The terms “administer,” “administering” or “administration” as used herein refer to either directly administering a compound or pharmaceutically acceptable salt of the compound or a composition to a subject.

The term “carrier” as used herein encompasses carriers, excipients, and diluents, meaning a material, composition or vehicle, such as a liquid or solid filler, diluent, excipient, solvent or encapsulating material involved in carrying or transporting a pharmaceutical agent from one organ, or portion of the body, to another organ or portion of the body.

The term “disorder” is used in this disclosure to mean, and is used interchangeably with, the terms disease, condition, or illness, unless otherwise indicated.

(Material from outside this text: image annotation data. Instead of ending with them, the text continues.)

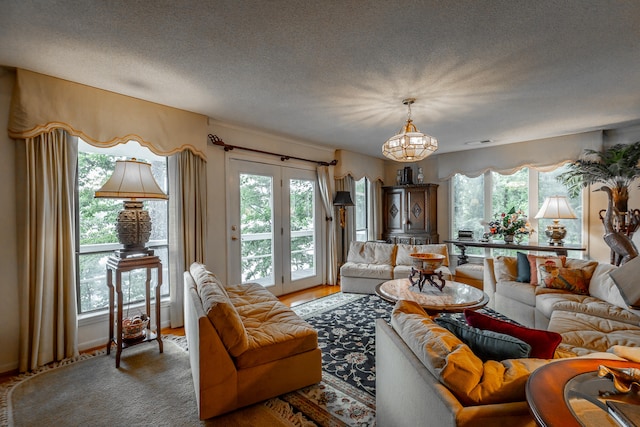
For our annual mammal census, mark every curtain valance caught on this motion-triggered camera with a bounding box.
[438,131,603,180]
[9,69,207,159]
[334,150,384,182]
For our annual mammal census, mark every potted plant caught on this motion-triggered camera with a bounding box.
[557,141,640,213]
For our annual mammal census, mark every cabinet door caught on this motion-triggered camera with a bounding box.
[384,190,404,234]
[405,188,428,234]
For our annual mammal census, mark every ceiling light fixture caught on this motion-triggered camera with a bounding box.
[382,98,438,162]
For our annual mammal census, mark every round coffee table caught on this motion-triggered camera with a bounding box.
[376,279,489,312]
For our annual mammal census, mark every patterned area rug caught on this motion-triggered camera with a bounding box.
[0,293,508,427]
[280,293,393,427]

The terms “effective amount” and “therapeutically effective amount” are used interchangeably in this disclosure and refer to an amount of a compound that, when administered to a subject, is capable of reducing a symptom of a disorder in a subject. The actual amount which comprises the “effective amount” or “therapeutically effective amount” will vary depending on a number of conditions including, but not limited to, the particular disorder being treated, the severity of the disorder, the size and health of the patient, and the route of administration. A skilled medical practitioner can readily determine the appropriate amount using methods known in the medical arts.

The terms “isolated” and “purified” as used herein refer to a component separated from other components of a reaction mixture or a natural source. In certain embodiments, the isolate contains at least about 50%, at least about 55%, at least about 60%, at least about 65%, at least about 70%, at least about 75%, at least about 80%, at least about 85%, at least about 90%, at least about 95%, or at least about 98% of the compound or pharmaceutically acceptable salt of the compound by weight of the isolate.

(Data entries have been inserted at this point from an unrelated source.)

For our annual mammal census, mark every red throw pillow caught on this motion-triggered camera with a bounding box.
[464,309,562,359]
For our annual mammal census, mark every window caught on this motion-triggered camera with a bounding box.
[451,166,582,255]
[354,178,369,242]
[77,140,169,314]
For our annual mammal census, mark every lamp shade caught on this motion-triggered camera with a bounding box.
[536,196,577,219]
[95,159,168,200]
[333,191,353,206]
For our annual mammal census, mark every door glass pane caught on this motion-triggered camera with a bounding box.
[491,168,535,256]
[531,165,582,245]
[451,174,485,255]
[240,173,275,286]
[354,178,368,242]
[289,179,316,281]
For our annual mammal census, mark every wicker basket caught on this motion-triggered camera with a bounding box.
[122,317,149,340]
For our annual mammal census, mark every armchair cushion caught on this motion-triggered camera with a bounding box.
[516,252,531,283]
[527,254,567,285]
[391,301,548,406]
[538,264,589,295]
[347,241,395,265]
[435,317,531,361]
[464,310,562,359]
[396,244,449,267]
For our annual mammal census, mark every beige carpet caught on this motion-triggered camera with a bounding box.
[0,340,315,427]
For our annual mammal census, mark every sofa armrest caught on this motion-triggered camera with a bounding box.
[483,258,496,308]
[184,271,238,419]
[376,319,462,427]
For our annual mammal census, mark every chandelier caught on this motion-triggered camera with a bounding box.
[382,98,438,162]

The phrase “pharmaceutically acceptable” as used herein refers to those compounds, materials, compositions, and/or dosage forms which are, within the scope of sound medical judgment, suitable for use in contact with the tissues of human beings and animals without excessive toxicity, irritation, allergic response, or other problem or complication, commensurate with a reasonable benefit/risk ratio.

As used in this disclosure, the term “subject” includes, without limitation, a human or an animal. Exemplary animals include, but are not limited to, mammals such as mouse, rat, guinea pig, dog, cat, horse, cow, pig, monkey, chimpanzee, baboon, or rhesus monkey.

The term “treating” as used herein with regard to a subject, refers to improving at least one symptom of the subject's disorder. Treating can be curing, improving, or at least partially ameliorating the disorder.

The term “hydrate” as used herein refers to a compound disclosed herein which is associated with water in the molecular form, i.e., in which the H—OH bond is not split, and may be represented, for example, by the formula R.H₂O, where R is a compound disclosed herein. A given compound may form more than one hydrate including, for example, monohydrates (R.H₂O), dihydrates (R.2H₂O), trihydrates (R.3H₂O), and the like.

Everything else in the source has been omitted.